View Single Post
  #17   Report Post  
Posted to alt.home.repair
DerbyDad03 DerbyDad03 is offline
external usenet poster
 
Posts: 14,845
Default OT Plane Crash because of Birds

On Jan 16, 10:44*am, dpb wrote:
On Jan 16, 8:21*am, Smitty Two wrote:
... As far as the pilot being a hero, sure, he did a nice job. Any pilot
could have easily done the same thing. Planes fly perfectly well without
engine power. Only caveat is, they fly a descending course.


...

That's utter BS about "any pilot" and "easily". *The descending course
from perhaps 8000-ft over the city that Airbus was "flying perfectly
well" w/o power is mostly flying just a little better than a rock--
they're not gliders.

That one would hope that any commercial pilot would be capable of the
feat is comforting thought if one flies; reality is far different.
Even whether this guy could duplicate the result is probably 50:50 at
best; undoubtedly his chances of getting it to the ditching spot would
be pretty good but the ditching itself would be a crapshoot to come
off that well.

The guy was outstanding (and I suspect, if asked, would say had some
luck on his side to boot)...

--


One of the things mentioned by some of the talking heads, while in no
way diminishing the fantastic job done by the crew, was that pilots
train on flight simulators for just such emergencies.

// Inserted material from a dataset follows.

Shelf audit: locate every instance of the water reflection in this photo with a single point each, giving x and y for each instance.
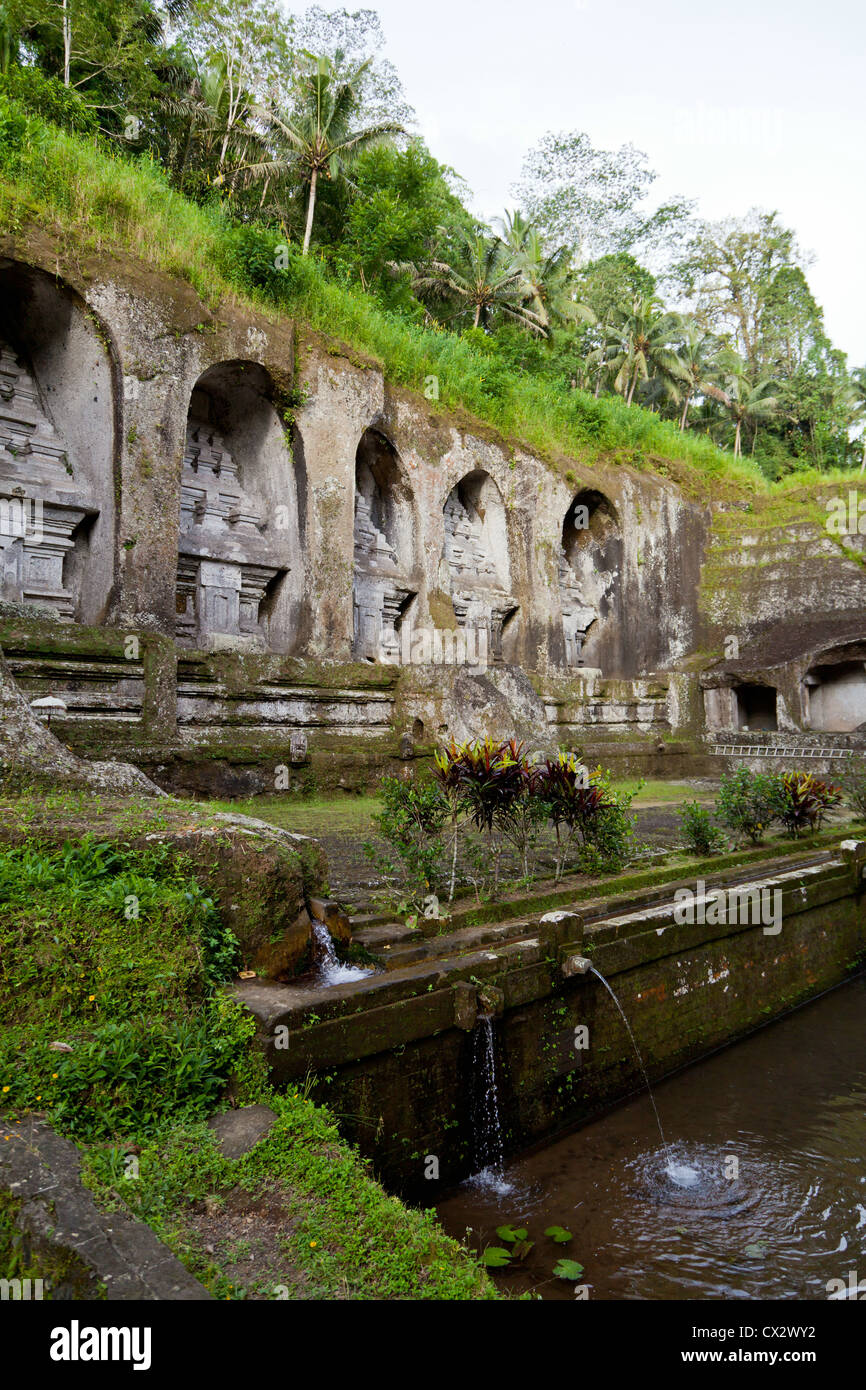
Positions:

That got me thinking. Do you think that the folks that wrote the
software for the simulators were able to create the mathematical
models required to simulate the drag of the Hudson River on the
engines of an Airbus A320?

Assuming they practice water landings, how could the pilot adjust for
current, choppiness, etc? I think that at the point that they've opted
for a water landing, there are going to be a huge number of factors
that no simulator practice is going to help them with. The best that
can be hoped for is that the 80% of things covered by the simulator is
enough to cover all the unknowns.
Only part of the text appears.